Das kann nicht sein!!!!
Wo ist der Kugelschreiber????
Weiterer Versuch –er ist nicht da!!
Nicht an seinem Platz!!!!

Verwirrt steht Henry auf und geht zur Haustüre und sucht nun den Boden nach dem Kuli ab –vergebens. Völlig verzweifelt startet er nun eine Suche im ganzen Haus. Um 22.00 Uhr gibt er sich geschlagen und geht erschöpft zu Bett. Um 23.00 Uhr öffnet er verschwitzt wieder seine Augen und starrt zur Decke hoch. „Wo ist der Kugelschreiber?“.

Der Kugelschreiber war rot-grün und hatte einen kleinen Klebstoffleck, der Länge nach und am Ende einen kleinen, unscheinbaren Riss und er geisterte die ganze Nacht über unentwegt in Henrys Kopf umher. Um sieben Uhr war er noch immer daran seine Wohnung immer wieder von Neuem nach diesem Kugelschreiber zu durchforsten.
Die Arbeit brachte ihm an diesem Tag die nötige und ersehnte Abwechslung und er schaffte es für kurze Zeit nicht an die Frage zu denken, wo er sei, doch kurz vor der Mittagspause, als er gerade nichts zu tun hatte, war die Frage wieder vor seinem geistigen Auge unübersehbar wie festgeheftet.

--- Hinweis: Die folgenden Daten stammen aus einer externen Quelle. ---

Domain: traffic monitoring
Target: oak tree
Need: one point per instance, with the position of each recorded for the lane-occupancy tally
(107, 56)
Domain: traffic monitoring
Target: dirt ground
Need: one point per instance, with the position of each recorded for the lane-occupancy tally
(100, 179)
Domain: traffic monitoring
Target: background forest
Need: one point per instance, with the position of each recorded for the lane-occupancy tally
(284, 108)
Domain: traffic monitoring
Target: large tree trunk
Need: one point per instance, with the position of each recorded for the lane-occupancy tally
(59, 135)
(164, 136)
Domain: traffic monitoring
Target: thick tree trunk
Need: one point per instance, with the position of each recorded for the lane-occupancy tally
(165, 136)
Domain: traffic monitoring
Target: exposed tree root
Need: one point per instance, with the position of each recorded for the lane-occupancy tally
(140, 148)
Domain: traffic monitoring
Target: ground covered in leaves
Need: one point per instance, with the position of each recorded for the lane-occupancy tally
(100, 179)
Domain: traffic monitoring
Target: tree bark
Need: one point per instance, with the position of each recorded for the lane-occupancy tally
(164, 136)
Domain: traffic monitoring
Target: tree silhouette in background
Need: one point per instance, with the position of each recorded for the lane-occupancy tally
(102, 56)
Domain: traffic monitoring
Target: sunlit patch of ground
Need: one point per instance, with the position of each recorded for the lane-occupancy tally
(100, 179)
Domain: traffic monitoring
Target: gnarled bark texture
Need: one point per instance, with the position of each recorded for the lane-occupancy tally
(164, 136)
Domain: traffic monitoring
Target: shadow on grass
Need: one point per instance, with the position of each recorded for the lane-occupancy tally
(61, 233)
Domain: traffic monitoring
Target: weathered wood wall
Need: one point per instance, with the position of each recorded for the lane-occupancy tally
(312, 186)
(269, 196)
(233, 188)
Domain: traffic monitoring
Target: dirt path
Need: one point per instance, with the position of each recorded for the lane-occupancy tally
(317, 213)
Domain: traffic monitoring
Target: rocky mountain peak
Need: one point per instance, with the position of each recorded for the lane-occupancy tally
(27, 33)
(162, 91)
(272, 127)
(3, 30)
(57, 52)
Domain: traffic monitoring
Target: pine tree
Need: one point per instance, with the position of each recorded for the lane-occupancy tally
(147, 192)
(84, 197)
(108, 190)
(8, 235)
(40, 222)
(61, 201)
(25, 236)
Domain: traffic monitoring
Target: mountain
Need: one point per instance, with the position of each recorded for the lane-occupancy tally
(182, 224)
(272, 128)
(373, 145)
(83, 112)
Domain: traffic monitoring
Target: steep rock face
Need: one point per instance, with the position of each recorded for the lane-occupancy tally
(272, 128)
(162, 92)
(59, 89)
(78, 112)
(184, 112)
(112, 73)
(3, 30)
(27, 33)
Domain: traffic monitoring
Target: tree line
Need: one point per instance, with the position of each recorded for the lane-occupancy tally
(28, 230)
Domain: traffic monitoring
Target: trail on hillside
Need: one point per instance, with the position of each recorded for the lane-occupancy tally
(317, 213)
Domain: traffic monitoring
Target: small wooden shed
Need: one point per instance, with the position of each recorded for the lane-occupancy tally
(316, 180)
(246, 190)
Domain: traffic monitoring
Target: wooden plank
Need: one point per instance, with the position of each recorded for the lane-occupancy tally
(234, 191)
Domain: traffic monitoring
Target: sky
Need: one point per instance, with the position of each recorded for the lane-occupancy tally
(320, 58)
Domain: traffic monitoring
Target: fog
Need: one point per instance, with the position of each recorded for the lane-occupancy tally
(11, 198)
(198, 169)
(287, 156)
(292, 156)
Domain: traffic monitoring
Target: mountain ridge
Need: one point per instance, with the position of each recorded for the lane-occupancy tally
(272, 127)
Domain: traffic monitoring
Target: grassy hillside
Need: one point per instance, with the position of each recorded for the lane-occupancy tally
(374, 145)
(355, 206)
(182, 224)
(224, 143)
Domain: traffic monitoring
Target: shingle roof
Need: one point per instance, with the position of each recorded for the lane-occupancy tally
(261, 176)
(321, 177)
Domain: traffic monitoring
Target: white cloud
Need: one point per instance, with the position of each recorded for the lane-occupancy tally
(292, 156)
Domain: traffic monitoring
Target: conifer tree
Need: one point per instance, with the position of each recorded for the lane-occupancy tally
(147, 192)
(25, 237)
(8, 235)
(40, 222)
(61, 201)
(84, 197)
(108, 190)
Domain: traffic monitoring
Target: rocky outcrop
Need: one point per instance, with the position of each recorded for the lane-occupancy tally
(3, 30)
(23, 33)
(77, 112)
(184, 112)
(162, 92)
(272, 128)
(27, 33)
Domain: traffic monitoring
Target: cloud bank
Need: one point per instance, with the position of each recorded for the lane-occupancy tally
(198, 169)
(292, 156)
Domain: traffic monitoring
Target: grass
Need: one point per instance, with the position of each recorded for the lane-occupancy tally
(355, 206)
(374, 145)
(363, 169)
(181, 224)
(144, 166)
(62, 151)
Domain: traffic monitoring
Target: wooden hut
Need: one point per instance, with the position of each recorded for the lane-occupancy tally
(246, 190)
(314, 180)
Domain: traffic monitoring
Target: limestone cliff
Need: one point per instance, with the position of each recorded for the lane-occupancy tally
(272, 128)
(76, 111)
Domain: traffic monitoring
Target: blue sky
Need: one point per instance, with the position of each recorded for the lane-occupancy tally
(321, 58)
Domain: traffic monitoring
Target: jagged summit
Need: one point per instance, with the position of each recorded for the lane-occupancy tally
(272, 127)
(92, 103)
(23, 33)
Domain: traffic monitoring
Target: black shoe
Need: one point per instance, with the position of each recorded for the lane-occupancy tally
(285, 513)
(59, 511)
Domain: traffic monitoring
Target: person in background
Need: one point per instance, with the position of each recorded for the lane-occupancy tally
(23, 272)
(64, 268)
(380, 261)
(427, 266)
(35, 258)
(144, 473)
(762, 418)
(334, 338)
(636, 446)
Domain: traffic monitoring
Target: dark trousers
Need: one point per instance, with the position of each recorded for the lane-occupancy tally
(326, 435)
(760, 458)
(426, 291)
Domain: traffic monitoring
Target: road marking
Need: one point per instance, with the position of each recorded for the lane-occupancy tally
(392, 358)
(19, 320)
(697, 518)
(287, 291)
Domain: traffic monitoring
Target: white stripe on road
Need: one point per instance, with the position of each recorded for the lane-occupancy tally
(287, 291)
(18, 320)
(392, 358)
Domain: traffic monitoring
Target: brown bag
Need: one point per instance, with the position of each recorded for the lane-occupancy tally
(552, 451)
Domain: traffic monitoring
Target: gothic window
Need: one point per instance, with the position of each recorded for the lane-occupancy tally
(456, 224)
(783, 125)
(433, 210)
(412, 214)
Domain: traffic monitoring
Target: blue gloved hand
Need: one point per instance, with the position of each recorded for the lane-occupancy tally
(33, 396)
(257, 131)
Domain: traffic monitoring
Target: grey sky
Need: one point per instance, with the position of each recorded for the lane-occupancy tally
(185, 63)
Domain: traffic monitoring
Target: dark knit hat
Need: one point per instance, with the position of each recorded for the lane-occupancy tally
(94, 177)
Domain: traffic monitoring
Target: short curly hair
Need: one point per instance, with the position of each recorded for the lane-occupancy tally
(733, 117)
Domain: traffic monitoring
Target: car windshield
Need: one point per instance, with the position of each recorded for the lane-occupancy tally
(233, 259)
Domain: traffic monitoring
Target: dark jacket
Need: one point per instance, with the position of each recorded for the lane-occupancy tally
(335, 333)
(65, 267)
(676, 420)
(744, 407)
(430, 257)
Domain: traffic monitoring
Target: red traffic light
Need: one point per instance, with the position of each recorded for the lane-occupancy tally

Er ging zum Münztelefon und rief die Polizei an um einen Diebstahl zu melden, wie er stotternd dem Polizisten angab, der das Gespräch auf der Polizeistelle entgegennahm. Als dieser jedoch hörte, worum es ging, lachte er laut und begann Henry zu beruhigen und meinte, er habe wahrscheinlich den Kuli nur verlegt. Er sprach in einem Ton mit Henry, den Henry an die Grossmütter im Park erinnerte, die er manchmal am Wochenende dort beobachtete, wie sie mit ihren 3jährigen Enkeln sprachen. Doch er hakte nicht nach, beendete anstelle dessen einsichtig und enttäuscht das Gespräch.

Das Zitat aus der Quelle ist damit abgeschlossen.